I have done the reverse, because of cases like this:
aaa
aab
aba
Note : I got a partial 50 pts using this approach (sub task 1)
Here is another very similar approach.
Use a special trie, in this trie each edge is labelled using a digram(2 letters instead of one).
Now let’s say we wish to insert abcde in the trie:
From root follow edge ae then follow edge bd, Finally follow edge cc.
Do a DFS on this trie, the number of strings at the deepest level get combined first and strings with less common parts get combined later.
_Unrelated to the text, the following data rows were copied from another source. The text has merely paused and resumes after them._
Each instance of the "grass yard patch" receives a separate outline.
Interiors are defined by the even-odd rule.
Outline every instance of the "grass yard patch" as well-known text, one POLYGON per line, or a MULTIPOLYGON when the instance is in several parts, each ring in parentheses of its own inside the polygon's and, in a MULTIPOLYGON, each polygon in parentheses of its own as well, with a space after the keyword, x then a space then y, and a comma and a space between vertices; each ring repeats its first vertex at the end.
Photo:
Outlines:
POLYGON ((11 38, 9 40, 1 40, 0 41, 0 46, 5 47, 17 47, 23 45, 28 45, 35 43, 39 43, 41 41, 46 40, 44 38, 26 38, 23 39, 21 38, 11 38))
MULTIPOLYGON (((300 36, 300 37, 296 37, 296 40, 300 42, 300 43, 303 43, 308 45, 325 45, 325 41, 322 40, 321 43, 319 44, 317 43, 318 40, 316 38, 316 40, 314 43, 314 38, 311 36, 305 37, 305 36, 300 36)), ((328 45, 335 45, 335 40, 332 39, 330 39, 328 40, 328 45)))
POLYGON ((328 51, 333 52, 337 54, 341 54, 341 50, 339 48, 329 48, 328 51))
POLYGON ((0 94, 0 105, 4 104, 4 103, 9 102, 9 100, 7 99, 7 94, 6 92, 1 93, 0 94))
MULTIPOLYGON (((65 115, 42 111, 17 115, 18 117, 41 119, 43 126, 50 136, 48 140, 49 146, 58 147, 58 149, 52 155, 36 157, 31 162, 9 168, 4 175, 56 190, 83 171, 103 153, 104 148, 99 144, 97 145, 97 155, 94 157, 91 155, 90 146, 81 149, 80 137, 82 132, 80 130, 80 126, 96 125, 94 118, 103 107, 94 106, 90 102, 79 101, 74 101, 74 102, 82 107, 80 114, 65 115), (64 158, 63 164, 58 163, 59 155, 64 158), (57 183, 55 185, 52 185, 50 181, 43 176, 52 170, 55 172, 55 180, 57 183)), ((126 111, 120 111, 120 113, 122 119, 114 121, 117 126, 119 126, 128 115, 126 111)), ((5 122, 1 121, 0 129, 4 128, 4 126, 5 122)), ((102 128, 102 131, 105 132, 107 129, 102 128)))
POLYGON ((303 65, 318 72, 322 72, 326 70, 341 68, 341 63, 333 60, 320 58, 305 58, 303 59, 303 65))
@lines 48, 56 - @lines 50, 58 when k = m1 - 1 and k = m2 - 1, you’re trying to access elements v[m1] and rv[m2] whereas v and rv are m1 and m2 in size. Maybe you meant:
for (int k=0;k<m1-1;++k){
for (int k=0;k<m2-1;++k){
Here's a random testcase for which your program produces an incorrect output
9
zlvqv
mn
uzeskzil
dvvarlgvsq
i
efqisjyse
zsidjoj
zbmutdryj
vwj
correct response: 1
incorrect response: 0
EDIT: This submission of yours did not get a partial 50. This did and it too fails in producing the correct output to the same testcase I mentioned above.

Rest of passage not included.